Director for Systems Neuroscience, Department of Psychological and Brain Sciences, Boston University

Neural coding of space and time in entorhinal cortex

Time: 4:00-5:00

Place: Moore Hall, room 202

Abstract

Episodic memory is defined as memory for events occurring at a specific place and time. Neurophysiological data from brain regions in behaving rodents demonstrate neuronal response properties that may contribute to coding of place and time for episodic memory. Data shows the coding of spatial location by place cells in hippocampus (O'Keefe, 1976) and grid cells in entorhinal cortex (Hafting et al., 2005), both by firing rate and by spiking phase relative to network theta rhythm oscillations (O'Keefe and Recce, 1993; Hafting et al., 2008; Climer et al., 2016). Neurons in medial entorhinal cortex also code running speed in terms of firing rate and theta rhythmicity (Kropff et al., 2015; Hinman et al., 2016), and many models of grid cells use path integration of running speed plus direction to compute location. Head direction cells have been shown in structures including postsubiculum (Taube et al., 1990; Taube, 2007) and inactivation of head direction cell input impairs grid cell coding (Winter et al., 2015).
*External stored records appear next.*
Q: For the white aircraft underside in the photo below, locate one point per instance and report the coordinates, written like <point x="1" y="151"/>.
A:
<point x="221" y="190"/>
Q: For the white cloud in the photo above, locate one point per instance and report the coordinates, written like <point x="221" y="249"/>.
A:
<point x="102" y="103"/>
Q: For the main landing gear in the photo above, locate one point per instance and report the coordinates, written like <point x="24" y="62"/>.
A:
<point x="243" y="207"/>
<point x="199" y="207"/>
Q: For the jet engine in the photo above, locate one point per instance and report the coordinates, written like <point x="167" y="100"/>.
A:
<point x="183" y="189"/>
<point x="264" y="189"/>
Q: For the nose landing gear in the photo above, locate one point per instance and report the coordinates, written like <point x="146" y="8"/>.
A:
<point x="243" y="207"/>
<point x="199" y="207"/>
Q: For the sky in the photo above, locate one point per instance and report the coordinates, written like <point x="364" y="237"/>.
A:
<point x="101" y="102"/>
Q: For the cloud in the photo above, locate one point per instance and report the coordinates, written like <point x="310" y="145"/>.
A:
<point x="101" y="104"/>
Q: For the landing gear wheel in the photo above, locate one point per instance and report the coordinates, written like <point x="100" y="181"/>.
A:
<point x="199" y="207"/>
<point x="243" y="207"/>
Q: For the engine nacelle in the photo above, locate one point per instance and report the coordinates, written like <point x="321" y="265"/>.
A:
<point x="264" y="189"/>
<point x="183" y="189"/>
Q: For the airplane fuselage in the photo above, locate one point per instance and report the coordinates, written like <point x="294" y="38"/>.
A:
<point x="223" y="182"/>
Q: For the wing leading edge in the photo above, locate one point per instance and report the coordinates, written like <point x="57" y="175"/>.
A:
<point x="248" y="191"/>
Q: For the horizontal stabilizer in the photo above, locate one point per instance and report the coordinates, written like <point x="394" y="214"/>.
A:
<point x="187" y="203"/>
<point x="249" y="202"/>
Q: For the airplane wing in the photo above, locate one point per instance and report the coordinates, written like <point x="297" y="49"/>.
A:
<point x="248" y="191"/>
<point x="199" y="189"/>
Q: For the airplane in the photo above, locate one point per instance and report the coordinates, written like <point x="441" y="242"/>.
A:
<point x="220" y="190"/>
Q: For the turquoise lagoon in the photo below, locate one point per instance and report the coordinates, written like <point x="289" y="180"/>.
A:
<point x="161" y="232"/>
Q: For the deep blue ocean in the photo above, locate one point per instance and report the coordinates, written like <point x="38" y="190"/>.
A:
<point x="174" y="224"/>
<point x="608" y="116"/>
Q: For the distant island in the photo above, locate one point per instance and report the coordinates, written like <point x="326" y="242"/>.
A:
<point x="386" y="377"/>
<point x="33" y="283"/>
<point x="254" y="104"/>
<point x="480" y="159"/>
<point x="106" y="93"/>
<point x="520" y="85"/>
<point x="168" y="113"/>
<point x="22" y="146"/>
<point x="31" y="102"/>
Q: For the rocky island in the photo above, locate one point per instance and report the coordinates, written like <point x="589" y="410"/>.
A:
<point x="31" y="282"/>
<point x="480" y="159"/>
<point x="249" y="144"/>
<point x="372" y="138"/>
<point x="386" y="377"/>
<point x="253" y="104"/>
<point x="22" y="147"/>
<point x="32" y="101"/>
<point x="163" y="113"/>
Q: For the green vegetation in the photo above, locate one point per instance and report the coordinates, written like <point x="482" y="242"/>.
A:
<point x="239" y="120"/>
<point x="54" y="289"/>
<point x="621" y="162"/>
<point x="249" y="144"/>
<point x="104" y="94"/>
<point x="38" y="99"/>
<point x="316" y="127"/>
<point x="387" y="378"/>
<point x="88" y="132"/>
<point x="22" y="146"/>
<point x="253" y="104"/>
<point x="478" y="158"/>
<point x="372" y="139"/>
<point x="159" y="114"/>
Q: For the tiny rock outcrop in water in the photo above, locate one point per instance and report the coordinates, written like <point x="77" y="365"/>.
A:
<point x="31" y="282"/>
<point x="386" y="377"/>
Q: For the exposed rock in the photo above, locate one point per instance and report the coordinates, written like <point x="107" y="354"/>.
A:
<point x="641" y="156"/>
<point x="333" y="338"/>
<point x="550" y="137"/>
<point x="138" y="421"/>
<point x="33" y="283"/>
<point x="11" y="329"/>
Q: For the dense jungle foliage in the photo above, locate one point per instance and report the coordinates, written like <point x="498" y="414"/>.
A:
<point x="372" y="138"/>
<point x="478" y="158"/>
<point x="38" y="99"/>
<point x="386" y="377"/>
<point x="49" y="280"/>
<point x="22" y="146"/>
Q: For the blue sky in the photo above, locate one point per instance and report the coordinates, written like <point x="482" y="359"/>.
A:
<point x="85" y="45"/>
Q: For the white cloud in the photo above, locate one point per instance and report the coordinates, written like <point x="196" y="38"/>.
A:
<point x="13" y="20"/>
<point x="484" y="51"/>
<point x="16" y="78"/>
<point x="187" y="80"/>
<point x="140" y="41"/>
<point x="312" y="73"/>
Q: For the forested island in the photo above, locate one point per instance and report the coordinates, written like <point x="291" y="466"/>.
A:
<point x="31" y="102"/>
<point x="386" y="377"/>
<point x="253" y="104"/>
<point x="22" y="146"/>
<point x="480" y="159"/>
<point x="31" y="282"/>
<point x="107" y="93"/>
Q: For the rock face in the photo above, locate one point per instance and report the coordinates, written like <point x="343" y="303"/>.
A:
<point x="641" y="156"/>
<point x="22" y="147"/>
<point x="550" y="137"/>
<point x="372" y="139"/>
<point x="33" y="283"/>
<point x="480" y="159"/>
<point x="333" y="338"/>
Experimental data shows that inactivation of input from the medial septum impairs the responses of neurons coding space (Brandon et al., 2011), and this is associated with a loss of the coding of running speed by theta rhymicity (Hinman et al., 2016). Entorhinal grid cells and hippocampal place cells also code temporal intervals as time cells (Kraus et al., 2013; 2015) and inactivation of medial septum also impairs coding of time (Wang et al., 2014). These effects on the coding of space and time may involve modulation of cellular neural mechanisms of resonance and rebound spiking (Giocomo et al., 2007; Shay et al., 2015). Earlier work showed that coding of location could also involve coding of distance to environmental barriers by allocentric boundary cells (O'Keefe and Burgess, 1996; Byrne, Becker, Burgess, 2007), and recent work in our laboratory demonstrates coding of barriers in egocentric coordinates by egocentric boundary cells which could interact with head direction cells to code allocentric boundaries (Hinman et al., 2017). Computational models demonstrate how processing of optic flow or visual feature angles could also underlie coding of location by grid cells (Raudies and Hasselmo, 2015) suggesting how sensory input could contribute to coding of location as well as how location could be associated with sensory input in episodic memory.